For bashing I recommend the Hobbywing esc and possibly their EZ run combos.


----------



## burlap1980 (Jan 23, 2010)

The 1/16 scaletraxxas mustang uses a 550 motor?


----------



## sg1 (Apr 2, 2003)

burlap1980 said:


> The 1/16 scaletraxxas mustang uses a 550 motor?


I think it's a traxxas "380".....


----------



## old_dude (Dec 12, 2008)

I checked their website . It says a 550. The same motor that powers the Slash.


----------



## Chaz955i (May 19, 2009)

There are two different models, one running the 380 Velinion and the other running the Titan 550. A small block and big block version.


----------



## old_dude (Dec 12, 2008)

I see that Chuck.
Traxxas is getting a lot of mileage out of that 4wd, laydown shock and high center motor chassis. They change the arm length, tires and body and you have a new vehicle.


----------



## Chaz955i (May 19, 2009)

old_dude said:


> I see that Chuck.
> Traxxas is getting a lot of mileage out of that 4wd, laydown shock and high center motor chassis. They change the arm length, tires and body and you have a new vehicle.

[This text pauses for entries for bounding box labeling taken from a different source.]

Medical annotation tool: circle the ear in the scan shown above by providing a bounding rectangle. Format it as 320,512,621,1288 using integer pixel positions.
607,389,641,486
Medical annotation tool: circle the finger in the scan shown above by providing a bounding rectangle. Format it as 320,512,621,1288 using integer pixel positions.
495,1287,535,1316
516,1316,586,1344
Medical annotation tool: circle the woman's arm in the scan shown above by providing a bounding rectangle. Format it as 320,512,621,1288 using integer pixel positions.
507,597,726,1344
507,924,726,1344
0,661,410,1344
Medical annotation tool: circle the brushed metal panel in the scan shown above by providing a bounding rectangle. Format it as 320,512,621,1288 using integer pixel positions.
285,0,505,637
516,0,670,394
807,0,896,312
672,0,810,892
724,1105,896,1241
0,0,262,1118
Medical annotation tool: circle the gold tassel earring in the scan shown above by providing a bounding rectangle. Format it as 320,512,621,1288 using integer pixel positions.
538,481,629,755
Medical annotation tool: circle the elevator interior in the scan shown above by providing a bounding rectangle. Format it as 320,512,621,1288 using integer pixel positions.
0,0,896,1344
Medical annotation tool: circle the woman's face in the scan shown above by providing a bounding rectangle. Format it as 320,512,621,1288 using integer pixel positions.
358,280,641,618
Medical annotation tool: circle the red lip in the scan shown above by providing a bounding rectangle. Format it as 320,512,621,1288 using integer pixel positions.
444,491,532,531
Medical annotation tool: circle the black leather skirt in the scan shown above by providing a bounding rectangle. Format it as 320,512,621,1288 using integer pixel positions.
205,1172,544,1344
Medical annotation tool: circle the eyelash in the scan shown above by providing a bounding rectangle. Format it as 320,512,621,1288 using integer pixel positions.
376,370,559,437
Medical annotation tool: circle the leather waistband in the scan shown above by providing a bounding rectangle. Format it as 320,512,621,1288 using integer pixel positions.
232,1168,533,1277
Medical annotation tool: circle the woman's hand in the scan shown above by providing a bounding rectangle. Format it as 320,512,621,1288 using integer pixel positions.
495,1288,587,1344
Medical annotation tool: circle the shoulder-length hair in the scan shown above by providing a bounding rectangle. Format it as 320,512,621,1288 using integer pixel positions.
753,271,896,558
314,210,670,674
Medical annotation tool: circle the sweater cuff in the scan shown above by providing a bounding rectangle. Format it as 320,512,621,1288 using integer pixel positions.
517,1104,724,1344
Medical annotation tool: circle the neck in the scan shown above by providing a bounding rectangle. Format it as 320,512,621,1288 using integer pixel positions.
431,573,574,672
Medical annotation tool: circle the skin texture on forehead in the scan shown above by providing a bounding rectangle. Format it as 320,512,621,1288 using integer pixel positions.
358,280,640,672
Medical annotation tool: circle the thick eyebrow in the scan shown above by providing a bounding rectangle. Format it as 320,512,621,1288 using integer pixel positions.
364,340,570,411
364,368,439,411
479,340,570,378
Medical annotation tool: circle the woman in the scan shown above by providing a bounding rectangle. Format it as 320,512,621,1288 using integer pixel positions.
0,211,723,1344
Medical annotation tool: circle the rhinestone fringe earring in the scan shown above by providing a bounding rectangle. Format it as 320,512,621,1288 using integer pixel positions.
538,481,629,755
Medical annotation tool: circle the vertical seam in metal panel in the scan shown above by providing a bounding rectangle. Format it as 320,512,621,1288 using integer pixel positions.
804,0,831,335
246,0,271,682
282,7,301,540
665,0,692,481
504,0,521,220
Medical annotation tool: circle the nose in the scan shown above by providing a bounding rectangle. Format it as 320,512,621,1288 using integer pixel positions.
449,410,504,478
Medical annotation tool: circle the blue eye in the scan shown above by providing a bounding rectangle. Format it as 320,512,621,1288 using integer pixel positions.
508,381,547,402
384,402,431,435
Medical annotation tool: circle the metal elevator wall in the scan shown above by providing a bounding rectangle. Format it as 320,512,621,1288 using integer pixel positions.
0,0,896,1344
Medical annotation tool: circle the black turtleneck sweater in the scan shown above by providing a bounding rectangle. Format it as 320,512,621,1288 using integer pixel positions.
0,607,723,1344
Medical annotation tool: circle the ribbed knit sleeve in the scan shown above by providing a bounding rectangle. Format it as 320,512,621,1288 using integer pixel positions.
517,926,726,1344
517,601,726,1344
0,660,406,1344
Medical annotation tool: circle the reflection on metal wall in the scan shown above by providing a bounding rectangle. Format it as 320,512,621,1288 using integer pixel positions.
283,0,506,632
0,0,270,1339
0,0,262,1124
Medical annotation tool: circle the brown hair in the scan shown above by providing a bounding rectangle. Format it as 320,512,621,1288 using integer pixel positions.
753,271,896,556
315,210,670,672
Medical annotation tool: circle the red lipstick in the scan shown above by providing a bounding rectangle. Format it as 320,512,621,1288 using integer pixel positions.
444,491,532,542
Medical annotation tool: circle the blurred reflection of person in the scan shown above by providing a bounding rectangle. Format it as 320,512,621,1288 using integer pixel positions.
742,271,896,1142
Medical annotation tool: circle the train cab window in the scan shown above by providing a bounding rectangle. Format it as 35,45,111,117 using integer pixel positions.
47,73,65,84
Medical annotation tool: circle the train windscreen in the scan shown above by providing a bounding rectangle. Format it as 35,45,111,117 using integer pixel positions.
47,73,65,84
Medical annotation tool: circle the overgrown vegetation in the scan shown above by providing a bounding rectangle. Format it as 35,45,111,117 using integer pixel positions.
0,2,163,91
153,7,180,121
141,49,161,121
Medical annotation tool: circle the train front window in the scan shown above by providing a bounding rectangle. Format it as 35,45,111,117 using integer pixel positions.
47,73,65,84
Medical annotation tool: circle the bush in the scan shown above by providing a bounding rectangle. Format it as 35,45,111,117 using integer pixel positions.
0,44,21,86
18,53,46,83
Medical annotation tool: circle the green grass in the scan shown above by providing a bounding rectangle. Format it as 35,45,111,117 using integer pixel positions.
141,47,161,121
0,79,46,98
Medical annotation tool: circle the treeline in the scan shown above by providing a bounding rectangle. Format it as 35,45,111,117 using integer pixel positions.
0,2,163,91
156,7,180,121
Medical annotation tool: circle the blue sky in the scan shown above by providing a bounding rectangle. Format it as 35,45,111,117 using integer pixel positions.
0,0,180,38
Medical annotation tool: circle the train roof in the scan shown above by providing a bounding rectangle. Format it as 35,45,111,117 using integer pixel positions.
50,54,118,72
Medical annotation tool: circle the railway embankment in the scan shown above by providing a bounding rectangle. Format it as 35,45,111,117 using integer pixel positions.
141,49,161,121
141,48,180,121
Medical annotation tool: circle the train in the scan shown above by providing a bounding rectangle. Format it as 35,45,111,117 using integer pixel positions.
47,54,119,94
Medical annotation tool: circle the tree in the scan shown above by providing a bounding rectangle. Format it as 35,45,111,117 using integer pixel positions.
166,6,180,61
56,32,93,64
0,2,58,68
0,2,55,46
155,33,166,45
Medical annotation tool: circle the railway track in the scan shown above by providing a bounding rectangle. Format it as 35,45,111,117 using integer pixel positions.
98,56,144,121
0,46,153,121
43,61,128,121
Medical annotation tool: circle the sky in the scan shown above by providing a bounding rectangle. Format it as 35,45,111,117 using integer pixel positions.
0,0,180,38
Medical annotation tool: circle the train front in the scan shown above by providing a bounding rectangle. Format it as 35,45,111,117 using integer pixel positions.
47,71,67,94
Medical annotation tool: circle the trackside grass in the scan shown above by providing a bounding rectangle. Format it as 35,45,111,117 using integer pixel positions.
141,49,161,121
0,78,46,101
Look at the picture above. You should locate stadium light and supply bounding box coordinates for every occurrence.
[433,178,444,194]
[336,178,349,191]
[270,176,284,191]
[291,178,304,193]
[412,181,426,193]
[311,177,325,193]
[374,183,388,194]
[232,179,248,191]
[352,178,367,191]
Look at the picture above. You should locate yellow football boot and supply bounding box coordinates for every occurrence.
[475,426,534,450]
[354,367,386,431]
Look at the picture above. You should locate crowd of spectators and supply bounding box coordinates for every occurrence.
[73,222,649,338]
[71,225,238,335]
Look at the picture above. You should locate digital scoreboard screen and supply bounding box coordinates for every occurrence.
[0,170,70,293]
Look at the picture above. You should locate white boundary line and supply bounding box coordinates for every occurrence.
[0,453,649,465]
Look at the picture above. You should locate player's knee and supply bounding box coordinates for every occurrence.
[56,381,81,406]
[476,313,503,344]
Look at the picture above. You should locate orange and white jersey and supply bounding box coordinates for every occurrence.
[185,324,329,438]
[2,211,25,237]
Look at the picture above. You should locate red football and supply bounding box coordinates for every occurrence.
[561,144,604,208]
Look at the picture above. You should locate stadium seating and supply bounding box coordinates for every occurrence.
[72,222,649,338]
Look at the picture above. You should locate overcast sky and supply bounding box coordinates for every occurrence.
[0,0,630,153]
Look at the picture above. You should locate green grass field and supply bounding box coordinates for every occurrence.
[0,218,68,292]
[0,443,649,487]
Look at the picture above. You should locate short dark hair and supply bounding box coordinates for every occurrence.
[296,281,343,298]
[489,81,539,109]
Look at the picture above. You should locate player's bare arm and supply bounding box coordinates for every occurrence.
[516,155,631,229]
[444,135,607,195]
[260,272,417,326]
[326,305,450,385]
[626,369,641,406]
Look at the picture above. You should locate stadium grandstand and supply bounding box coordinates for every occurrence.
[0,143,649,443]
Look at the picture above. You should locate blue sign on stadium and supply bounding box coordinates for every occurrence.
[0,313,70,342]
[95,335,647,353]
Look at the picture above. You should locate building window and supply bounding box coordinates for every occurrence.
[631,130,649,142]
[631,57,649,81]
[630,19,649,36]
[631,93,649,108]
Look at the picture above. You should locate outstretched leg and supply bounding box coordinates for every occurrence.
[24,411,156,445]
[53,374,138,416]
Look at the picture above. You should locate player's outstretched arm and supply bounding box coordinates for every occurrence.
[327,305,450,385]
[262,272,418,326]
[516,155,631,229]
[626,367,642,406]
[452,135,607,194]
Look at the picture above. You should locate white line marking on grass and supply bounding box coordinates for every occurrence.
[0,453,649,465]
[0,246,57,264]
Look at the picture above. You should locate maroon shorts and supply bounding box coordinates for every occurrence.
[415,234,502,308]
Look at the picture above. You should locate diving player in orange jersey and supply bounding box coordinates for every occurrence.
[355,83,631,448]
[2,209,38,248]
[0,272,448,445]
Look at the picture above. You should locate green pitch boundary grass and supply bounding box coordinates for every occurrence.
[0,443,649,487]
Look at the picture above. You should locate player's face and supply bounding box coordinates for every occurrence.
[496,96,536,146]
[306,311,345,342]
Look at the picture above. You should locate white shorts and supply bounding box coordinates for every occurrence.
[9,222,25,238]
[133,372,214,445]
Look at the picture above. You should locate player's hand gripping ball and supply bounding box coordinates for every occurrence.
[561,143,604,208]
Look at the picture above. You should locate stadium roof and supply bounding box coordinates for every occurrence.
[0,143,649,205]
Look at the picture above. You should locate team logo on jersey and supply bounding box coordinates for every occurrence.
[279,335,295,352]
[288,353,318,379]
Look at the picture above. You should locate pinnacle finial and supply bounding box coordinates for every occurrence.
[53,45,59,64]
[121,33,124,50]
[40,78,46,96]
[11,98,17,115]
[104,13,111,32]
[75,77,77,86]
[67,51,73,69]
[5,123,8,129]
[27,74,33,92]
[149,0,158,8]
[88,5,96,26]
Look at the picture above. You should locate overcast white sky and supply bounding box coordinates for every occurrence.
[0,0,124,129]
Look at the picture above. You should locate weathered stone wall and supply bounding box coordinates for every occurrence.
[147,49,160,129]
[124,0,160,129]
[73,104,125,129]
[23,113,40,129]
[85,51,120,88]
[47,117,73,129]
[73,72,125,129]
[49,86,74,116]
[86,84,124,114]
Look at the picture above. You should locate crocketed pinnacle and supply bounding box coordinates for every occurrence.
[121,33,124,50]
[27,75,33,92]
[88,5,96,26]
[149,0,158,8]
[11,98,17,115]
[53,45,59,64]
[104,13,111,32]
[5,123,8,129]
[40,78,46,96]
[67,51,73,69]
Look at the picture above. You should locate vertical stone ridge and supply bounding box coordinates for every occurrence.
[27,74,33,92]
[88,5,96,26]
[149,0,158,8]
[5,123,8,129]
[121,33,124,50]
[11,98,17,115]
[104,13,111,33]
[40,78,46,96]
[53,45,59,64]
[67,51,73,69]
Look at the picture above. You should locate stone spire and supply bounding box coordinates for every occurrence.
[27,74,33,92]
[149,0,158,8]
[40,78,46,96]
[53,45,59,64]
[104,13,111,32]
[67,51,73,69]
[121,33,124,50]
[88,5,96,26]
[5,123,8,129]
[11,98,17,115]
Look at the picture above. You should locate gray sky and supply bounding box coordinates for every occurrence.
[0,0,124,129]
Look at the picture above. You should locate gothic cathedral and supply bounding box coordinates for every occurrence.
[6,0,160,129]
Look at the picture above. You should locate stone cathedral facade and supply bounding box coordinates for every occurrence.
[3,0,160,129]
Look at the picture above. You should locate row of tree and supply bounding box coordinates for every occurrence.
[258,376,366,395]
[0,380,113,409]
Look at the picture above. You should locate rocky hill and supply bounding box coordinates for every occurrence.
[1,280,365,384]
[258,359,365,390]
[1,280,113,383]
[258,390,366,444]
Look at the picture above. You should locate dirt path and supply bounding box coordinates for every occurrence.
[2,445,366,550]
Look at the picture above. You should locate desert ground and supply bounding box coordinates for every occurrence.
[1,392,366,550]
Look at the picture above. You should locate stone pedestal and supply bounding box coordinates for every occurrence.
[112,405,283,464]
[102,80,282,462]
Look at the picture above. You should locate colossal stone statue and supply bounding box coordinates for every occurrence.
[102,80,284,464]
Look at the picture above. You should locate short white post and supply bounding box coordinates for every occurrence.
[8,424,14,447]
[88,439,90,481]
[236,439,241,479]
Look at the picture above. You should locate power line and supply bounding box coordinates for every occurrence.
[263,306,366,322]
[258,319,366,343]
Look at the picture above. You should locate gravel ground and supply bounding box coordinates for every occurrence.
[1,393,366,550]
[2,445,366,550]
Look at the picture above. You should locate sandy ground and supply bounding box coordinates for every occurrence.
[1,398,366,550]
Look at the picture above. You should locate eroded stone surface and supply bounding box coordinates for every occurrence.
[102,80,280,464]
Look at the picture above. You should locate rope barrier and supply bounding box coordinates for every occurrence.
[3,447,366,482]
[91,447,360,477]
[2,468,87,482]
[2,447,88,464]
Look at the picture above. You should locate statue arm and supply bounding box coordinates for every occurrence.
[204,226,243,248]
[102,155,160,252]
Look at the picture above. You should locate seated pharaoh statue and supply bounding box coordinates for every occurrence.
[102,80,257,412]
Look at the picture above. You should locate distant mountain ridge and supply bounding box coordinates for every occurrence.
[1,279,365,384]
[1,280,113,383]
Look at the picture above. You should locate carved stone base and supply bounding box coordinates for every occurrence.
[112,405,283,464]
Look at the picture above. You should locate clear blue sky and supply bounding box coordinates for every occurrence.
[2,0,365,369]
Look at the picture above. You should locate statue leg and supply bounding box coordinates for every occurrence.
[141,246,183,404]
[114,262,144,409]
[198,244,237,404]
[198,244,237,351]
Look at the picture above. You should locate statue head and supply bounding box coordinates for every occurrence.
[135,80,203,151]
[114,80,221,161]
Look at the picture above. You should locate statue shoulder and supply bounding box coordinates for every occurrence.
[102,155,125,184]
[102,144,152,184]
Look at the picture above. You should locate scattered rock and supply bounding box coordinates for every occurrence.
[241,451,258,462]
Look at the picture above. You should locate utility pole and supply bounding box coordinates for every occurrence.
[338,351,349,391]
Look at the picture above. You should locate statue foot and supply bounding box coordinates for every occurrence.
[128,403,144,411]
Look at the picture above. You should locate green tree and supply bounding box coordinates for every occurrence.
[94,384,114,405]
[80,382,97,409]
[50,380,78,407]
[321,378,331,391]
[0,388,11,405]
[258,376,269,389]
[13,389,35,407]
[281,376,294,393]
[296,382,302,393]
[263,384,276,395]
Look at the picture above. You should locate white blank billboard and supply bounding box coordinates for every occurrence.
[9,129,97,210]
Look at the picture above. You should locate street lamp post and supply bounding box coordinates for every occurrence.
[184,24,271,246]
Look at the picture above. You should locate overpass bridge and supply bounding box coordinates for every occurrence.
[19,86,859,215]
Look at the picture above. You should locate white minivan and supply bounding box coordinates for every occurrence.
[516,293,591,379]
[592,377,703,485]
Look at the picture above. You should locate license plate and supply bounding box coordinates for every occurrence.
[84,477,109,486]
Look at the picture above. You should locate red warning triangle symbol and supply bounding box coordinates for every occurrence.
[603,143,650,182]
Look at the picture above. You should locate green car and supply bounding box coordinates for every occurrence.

Give it to Traxxas to understanding a market and maximizing profit. They don't make anything I'm interested in but for the larger market they are kicking the doors down.


----------



## Lessen (Jan 13, 2009)

Chaz955i said:


> Give it to Traxxas to understanding a market and maximizing profit. They don't make anything I'm interested in but for the larger market they are kicking the doors down.


Yep, they make a killing in the "basher market", which is by far much larger and enduring than the racers market. They got sponsorships all over the place. One would think at some point of being involved in 1:1 scale racing they would start evolving a couple vehicles designed more specifically for the racetrack. That is vehicles that don't create their own class like SC did. I'm talking 1:8 buggy, 1:10 TC etc. They must have no desire to enter those markets because they certainly have the knowhow to build a competitive vehicle.


----------



## Chaz955i (May 19, 2009)

Yes, considering their size, if they wanted to build a TC they could likely put one to market very inexpensively. Most of the TC's are running a fairly standard layout. It wouldn't take too much tiime to pick the best aspects and design one. Their philosophy seems to be high volume which precludes the racing stuff. They seem more than willing to lose some of their customers to other companies when the racing bug bites.


----------



## Lessen (Jan 13, 2009)

Chaz955i said:


> They seem more than willing to lose some of their customers to other companies when the racing bug bites.


Yep.

On the other hand there are plenty of companies that manufacture ONLY race worthy products. Heck, even AE seems to be heading that route.

Traxxas get's into racing only when they are the innovator.


----------